None of these writers, in short, appears to have grasped the pressing fact of political and economic crisis in many parts of Africa, nor to be concerned with the possible solutions that Africans can adopt. On the contrary, all of them seem to think that such concepts as “neo-colonialism” and “the need for a second revolution”—that is, social and economic reconstruction after political independence—are merely parrot-phrases borrowed from the European past. Let them go to Africa, though, and they will soon find that concepts like these, no matter what their semantic origin, are at the heart of Africa’s problems, and they will long remain so.

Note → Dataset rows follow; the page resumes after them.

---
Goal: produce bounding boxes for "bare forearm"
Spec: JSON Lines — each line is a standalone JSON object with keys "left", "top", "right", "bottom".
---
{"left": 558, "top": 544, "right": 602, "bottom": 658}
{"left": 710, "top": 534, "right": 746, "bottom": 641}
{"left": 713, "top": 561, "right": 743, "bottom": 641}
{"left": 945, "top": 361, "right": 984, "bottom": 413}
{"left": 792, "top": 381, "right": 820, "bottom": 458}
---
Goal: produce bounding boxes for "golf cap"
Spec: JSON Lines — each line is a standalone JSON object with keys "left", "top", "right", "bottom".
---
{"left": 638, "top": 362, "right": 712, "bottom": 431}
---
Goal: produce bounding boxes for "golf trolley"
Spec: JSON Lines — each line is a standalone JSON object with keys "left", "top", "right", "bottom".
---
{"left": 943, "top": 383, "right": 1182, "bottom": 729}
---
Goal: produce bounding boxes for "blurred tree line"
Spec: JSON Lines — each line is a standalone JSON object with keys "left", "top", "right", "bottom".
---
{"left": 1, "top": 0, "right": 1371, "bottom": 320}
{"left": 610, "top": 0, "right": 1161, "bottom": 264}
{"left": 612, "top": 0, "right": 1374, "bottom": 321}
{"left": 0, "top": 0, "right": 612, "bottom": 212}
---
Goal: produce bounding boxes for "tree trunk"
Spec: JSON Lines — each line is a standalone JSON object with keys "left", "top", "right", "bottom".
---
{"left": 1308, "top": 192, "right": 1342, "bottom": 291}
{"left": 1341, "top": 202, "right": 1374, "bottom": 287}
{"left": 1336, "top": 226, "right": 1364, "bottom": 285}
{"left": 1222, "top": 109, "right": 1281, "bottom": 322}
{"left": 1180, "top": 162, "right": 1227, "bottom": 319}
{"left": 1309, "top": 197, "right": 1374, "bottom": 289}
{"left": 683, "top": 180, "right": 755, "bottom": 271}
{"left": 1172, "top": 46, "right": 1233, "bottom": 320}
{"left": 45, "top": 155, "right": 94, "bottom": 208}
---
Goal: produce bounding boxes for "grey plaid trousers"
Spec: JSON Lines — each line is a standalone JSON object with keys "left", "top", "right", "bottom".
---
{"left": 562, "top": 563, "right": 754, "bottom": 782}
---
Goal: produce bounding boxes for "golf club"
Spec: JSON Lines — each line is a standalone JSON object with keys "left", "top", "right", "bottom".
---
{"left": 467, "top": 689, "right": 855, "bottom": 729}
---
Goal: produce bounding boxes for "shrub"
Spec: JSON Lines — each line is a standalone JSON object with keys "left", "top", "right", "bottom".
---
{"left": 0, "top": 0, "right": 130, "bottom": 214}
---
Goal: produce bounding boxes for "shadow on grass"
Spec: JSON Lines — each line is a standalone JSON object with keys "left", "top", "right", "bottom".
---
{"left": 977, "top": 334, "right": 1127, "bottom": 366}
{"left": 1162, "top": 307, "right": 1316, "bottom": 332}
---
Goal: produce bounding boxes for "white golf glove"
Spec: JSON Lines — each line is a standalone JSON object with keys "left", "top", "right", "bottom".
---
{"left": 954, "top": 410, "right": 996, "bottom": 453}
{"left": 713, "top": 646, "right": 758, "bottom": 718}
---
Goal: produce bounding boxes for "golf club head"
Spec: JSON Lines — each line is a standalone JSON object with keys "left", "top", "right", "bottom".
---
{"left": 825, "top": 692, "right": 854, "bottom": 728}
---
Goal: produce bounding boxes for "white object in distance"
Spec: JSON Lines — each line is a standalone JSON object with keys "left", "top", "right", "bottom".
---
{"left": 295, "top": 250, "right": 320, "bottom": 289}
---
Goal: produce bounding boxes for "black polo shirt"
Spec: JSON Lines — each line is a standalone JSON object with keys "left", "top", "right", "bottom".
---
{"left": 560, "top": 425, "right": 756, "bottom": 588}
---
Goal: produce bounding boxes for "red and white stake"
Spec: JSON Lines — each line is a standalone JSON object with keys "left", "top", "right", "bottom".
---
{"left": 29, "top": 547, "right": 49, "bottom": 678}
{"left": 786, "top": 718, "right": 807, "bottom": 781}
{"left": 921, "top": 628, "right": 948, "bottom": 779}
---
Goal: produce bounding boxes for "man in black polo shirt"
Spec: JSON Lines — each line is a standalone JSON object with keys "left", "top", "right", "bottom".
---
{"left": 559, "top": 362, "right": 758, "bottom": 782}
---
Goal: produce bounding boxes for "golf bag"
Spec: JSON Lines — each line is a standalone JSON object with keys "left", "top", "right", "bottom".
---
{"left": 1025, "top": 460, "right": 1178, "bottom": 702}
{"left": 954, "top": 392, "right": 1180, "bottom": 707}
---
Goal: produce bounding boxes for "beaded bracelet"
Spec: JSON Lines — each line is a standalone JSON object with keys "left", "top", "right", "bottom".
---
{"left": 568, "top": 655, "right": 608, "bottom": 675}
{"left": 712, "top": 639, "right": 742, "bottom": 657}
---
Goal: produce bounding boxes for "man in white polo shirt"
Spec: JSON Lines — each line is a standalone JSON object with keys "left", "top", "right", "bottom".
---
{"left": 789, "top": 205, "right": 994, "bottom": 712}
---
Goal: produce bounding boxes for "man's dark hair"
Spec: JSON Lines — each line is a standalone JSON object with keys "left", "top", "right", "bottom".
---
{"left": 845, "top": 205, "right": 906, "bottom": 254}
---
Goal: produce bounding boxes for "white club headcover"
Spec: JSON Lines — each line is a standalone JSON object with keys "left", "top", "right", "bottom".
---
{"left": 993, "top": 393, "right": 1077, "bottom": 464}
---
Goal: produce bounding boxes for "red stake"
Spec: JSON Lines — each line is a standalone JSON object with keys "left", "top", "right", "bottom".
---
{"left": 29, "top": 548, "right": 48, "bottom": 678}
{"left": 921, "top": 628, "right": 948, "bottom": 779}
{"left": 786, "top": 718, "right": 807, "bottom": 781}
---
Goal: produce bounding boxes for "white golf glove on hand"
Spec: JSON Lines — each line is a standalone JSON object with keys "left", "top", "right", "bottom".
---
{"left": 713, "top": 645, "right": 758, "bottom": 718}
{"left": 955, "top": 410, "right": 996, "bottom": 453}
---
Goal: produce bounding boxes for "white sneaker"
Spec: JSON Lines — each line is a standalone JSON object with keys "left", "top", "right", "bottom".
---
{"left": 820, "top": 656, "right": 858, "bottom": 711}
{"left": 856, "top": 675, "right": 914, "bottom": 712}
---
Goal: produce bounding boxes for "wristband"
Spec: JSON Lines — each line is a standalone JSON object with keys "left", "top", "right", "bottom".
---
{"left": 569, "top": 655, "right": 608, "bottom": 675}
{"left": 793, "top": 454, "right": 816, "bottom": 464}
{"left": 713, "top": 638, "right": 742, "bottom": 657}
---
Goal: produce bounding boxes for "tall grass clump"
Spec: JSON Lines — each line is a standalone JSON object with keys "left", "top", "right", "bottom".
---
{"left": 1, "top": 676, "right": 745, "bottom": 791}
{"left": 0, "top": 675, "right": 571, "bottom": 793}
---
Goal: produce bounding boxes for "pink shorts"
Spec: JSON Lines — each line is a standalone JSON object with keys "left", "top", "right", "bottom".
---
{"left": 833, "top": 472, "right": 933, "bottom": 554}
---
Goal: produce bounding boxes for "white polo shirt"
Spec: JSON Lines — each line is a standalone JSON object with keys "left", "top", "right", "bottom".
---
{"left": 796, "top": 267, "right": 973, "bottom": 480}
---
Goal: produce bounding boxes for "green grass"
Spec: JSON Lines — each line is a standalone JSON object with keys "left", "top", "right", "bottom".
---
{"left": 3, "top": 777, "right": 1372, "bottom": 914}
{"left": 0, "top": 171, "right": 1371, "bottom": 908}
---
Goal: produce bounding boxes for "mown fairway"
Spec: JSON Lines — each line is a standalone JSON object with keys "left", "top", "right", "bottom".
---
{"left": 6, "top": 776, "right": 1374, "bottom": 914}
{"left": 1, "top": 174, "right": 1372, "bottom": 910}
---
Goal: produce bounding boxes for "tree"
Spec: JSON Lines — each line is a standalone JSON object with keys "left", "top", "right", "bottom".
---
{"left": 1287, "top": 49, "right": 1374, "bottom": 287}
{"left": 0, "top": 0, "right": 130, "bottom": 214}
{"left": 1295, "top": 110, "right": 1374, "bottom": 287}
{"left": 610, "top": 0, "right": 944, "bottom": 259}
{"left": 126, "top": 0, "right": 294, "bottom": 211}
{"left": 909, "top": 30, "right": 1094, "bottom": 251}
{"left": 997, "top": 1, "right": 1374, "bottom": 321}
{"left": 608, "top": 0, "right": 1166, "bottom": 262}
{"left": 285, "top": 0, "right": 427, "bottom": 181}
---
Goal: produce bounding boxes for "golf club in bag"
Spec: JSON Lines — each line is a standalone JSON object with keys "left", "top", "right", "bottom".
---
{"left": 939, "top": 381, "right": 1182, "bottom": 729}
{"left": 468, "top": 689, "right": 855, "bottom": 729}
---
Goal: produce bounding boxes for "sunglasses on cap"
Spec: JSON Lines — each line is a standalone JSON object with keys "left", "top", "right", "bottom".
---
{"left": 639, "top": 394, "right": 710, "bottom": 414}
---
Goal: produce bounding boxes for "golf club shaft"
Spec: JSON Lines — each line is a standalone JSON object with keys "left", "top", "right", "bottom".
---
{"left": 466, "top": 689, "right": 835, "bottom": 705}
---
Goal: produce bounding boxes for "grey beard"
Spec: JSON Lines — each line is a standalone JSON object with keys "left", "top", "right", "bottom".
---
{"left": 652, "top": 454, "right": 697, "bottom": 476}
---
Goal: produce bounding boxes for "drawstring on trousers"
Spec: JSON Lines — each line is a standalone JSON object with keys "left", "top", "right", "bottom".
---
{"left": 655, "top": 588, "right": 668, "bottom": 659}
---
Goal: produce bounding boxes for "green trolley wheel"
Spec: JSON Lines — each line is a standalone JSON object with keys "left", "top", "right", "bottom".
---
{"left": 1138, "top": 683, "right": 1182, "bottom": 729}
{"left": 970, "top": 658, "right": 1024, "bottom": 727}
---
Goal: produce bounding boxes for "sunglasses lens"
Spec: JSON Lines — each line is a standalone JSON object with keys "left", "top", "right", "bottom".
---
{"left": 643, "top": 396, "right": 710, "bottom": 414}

It is one thing to say that Communist propaganda has latched on to these concepts, but quite another to imply—as this collection does to a large extent—that they do not come genuinely out of the African scene. They undoubtedly do. One needs only to observe the pathetic corruption and disarray of a number of new African governments, their incapacity to deal with current problems or to plan ahead, the vast overgrowth of bureaucratic jobs, to see that the “élites” on which the colonial Powers so largely relied are almost everywhere near collapse. It is no longer a slogan to say that political independence is not enough. Ask any thoughtful African, and he will tell you why. Without economic reconstruction, and thus without a radical reorganization of political structures, many of these countries are doomed to hunger and frustration.

And if this is true—but does anyone seriously deny it?—then it follows that a major effort will be made to accomplish this “second revolution,” no matter who first coined the phrase. It is precisely this effort that a number of countries are now beginning to put forth; but to write them off as “one-party, anti-Western dictatorships” (Brzezinski, p. 227) is to misunderstand the nature of their problems and of their attempted solutions. It casts an unkindly light not only on the standpoint of our authors (for they all seem to agree with Brzezinski), but on the quality of the thought behind their conclusions.

No doubt it may be true that most Africans will prefer neutralism; but neutralism can cover a multitude of attitudes. This being so, it is going to be the reaction of the East and of the West towards the needs and imperatives of this “second revolution” that will prove increasingly decisive to the future international scene. As between East and West the real competition has barely yet begun.